I take off my clothes and stand in front of the mirror in Sammy's room. I look at my body which has become unknown territory. I run my hands across my breasts and wonder at the changed topography. My belly is like a marsupial's. The thin mauve scar which underlines it is almost completely hidden beneath pubic hair. I put the champagne bottle down on the floor and go into my own room. I rummage in a box and pull out the purple satin dress I found at an op-shop last week. I wriggle into it. The strapless bodice fits like a glove. Above it my shoulders look all wrong, too wide and lumpy. My chest should have the same sheen as the glossy fabric but is instead like dough set aside to rise. I put on high heels, lipstick. I imagine candlelight.
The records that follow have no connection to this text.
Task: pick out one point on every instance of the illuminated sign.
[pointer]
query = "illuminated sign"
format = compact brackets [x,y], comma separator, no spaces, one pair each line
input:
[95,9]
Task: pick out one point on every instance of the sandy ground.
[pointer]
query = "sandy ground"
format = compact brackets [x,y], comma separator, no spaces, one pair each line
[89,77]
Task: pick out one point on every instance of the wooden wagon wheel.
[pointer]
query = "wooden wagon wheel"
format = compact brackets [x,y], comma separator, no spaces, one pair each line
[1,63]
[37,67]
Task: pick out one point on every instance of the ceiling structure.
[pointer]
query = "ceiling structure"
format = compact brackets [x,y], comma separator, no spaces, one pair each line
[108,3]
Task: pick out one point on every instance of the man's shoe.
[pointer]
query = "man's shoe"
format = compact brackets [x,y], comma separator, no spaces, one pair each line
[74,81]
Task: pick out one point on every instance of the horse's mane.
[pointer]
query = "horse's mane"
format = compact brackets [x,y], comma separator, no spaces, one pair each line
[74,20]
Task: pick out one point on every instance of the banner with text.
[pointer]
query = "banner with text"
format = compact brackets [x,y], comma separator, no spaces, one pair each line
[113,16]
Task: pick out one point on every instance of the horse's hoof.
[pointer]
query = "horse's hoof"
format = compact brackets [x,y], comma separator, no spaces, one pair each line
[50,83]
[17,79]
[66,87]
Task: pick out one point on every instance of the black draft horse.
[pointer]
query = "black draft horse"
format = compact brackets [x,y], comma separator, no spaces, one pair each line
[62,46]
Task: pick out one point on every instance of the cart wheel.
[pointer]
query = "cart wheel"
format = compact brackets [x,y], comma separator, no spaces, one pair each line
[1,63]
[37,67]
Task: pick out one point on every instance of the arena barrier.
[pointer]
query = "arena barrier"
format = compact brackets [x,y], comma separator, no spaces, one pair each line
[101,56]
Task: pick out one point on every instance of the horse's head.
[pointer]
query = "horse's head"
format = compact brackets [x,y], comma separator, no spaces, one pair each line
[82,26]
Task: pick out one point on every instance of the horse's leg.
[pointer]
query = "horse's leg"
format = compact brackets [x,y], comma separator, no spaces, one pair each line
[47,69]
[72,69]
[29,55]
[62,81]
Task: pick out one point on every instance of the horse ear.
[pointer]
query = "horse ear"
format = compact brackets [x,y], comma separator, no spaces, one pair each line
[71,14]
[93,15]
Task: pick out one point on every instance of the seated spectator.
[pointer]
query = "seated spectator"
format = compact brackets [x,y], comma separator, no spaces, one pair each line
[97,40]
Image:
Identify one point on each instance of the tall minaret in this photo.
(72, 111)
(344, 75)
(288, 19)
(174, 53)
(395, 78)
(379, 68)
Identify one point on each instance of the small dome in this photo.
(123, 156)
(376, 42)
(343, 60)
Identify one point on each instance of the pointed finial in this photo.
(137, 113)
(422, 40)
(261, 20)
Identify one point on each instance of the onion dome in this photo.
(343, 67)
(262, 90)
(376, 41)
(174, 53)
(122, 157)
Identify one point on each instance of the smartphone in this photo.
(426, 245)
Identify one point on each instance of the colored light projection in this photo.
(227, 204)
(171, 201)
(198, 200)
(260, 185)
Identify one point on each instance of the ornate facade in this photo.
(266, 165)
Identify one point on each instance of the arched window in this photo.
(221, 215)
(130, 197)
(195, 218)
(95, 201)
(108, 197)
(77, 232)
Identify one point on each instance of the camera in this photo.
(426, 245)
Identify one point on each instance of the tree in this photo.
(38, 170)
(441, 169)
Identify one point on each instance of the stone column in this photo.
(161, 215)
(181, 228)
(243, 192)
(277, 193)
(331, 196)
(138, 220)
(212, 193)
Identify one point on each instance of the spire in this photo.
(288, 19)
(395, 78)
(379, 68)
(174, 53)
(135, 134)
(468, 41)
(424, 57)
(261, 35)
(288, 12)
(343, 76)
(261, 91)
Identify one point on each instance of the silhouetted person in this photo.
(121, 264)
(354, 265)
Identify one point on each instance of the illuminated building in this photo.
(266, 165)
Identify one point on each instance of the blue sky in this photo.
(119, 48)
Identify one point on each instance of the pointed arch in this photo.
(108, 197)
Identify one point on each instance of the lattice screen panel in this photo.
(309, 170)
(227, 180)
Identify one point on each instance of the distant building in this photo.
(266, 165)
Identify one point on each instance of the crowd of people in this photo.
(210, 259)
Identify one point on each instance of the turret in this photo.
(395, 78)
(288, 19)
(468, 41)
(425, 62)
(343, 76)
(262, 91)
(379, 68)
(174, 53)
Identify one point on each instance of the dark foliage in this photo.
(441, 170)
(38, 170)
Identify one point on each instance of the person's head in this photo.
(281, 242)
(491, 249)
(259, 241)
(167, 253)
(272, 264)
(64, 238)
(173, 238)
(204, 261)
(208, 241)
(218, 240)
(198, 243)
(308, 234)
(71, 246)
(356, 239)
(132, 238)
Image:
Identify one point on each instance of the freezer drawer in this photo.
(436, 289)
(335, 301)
I run my palms lightly over breasts, shoulders, down my arms. The skin feels as papery as the bark of ti-trees.

I make sure all the lipstick is gone before walking up the street to collect Sammy from kindergarten. He has a Valentine's card from a girl called Sky.
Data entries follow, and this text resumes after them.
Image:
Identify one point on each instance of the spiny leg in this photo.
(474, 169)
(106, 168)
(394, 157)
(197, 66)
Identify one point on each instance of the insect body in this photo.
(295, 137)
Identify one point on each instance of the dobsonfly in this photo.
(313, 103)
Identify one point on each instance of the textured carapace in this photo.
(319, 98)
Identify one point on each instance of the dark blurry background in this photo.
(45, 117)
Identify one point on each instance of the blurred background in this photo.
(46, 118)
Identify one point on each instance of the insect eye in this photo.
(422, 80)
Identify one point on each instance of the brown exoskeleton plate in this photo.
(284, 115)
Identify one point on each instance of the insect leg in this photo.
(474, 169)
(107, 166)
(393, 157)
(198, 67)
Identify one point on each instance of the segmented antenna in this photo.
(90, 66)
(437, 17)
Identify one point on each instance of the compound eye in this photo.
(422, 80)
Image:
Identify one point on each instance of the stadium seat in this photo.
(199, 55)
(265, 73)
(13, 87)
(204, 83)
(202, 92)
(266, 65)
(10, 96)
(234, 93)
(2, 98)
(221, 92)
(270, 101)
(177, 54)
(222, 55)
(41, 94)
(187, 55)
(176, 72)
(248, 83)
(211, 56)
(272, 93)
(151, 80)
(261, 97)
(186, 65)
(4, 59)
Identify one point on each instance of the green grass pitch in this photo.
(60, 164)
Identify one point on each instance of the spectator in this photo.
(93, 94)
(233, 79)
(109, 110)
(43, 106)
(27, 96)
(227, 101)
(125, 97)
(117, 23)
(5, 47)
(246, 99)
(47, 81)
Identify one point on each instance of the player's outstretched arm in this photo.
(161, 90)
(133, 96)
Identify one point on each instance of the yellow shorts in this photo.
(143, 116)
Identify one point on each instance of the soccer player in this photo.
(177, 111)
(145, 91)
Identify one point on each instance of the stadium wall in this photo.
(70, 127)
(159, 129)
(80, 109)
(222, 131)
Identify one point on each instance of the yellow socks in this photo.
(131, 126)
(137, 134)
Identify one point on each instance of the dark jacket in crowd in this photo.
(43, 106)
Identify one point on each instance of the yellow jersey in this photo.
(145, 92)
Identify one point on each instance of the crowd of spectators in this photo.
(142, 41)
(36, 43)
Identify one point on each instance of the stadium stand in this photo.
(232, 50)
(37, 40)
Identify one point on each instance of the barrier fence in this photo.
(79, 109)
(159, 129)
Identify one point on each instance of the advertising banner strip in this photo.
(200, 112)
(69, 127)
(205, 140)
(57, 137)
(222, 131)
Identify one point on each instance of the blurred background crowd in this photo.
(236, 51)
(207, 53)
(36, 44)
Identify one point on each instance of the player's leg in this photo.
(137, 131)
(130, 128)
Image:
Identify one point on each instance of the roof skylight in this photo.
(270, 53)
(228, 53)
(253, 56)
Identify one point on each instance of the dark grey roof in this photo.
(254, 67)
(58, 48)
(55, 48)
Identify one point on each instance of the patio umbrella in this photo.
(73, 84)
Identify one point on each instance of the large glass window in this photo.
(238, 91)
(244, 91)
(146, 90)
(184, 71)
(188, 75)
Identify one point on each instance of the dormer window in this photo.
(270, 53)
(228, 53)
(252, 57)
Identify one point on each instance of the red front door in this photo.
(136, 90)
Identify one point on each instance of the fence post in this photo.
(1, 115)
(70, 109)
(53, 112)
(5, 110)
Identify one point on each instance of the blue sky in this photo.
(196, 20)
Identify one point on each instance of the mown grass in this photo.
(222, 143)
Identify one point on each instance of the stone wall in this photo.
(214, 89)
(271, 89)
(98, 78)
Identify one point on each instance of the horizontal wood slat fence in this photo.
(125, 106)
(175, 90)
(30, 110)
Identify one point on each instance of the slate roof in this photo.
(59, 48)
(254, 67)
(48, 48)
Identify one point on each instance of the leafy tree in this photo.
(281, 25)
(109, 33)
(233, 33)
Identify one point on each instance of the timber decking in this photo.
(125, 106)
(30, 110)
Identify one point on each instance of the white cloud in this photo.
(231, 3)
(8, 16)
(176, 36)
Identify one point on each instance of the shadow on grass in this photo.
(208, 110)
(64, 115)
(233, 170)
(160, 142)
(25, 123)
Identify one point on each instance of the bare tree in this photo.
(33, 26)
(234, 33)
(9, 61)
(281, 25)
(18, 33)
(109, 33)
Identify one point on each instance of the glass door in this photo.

The next morning I go to the hairdresser's. Not for a cut or a style, although that's what I'll ask for. I go for the hands that will hold my head just so, lean me back over the sink and stroke the hair from my forehead. Someone will massage my skull, lovingly, the way mothers wash children's hair. Someone will place my neck there, just a little to the right, just a little lower, hmmm, lovely.
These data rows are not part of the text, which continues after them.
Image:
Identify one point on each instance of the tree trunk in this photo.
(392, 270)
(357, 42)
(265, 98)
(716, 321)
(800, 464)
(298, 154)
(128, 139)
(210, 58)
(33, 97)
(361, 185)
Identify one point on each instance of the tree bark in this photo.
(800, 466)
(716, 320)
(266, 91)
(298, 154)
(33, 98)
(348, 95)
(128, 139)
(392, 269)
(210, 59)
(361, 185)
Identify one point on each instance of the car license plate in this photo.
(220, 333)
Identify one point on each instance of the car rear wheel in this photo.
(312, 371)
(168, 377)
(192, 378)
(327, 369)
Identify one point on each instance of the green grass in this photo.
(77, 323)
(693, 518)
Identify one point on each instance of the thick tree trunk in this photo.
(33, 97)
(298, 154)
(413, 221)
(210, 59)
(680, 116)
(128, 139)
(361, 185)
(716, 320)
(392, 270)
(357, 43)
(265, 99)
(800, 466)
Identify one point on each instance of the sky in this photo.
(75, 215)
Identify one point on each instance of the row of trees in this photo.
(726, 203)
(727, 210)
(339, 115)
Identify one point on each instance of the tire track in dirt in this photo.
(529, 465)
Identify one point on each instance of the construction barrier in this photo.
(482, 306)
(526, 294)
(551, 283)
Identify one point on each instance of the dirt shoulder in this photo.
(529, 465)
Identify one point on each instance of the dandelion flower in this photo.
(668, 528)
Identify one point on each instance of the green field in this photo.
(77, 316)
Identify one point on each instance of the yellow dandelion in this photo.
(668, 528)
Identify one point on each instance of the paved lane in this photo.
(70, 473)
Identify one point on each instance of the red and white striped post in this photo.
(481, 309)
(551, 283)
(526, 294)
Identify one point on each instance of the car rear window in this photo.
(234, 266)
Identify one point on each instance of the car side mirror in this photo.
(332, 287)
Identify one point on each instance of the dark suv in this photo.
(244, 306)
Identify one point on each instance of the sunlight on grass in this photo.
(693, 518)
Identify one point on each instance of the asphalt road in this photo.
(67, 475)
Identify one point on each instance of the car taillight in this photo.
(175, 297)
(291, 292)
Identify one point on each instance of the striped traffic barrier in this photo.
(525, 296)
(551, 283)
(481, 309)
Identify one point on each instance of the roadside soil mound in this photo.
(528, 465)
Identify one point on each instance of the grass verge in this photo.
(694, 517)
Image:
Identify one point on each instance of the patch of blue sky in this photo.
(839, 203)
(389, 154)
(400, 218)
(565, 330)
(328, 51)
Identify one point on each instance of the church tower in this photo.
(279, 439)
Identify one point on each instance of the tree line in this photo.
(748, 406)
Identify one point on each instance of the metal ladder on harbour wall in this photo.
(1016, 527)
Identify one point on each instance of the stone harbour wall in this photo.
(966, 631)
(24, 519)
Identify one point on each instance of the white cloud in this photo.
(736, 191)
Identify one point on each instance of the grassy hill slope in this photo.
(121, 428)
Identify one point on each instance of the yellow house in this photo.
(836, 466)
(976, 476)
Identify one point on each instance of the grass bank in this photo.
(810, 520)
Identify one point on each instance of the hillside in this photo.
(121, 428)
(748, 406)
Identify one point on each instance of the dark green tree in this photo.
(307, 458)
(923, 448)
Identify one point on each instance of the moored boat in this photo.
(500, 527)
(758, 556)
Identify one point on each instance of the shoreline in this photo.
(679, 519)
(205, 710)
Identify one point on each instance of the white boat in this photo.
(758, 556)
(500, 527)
While I wait I flick through a magazine, the kind I never buy. There is a diagram of a woman's body. It is patched in different colours according to how much touching that part of the body receives. Red is for heavily trafficked areas—the pubis and breasts. Shoulders are orange for a moderate amount of touching. Hands are also orange. There are small spots of yellow for occasional touching scattered over the diagram like outbreaks of skin disease. Lips are yellow; parts of the face. In my mind I colour my own body map like a rainfall chart of loving. No red. No orange. Some yellow, mainly hands, torso, face. All from my son.

The hairdresser has fingernails painted black. Black hair. Hair and nails shine like the exterior of a coffin. In my purple dress she would look like a movie star.

In the mirror, my new haircut makes me feel as if yet another part of my body has become a stranger to me.

Sammy kisses me goodnight and I am conscious of a little splash of yellow across my mouth and cheek. I hold him to me but he laughs and pulls away.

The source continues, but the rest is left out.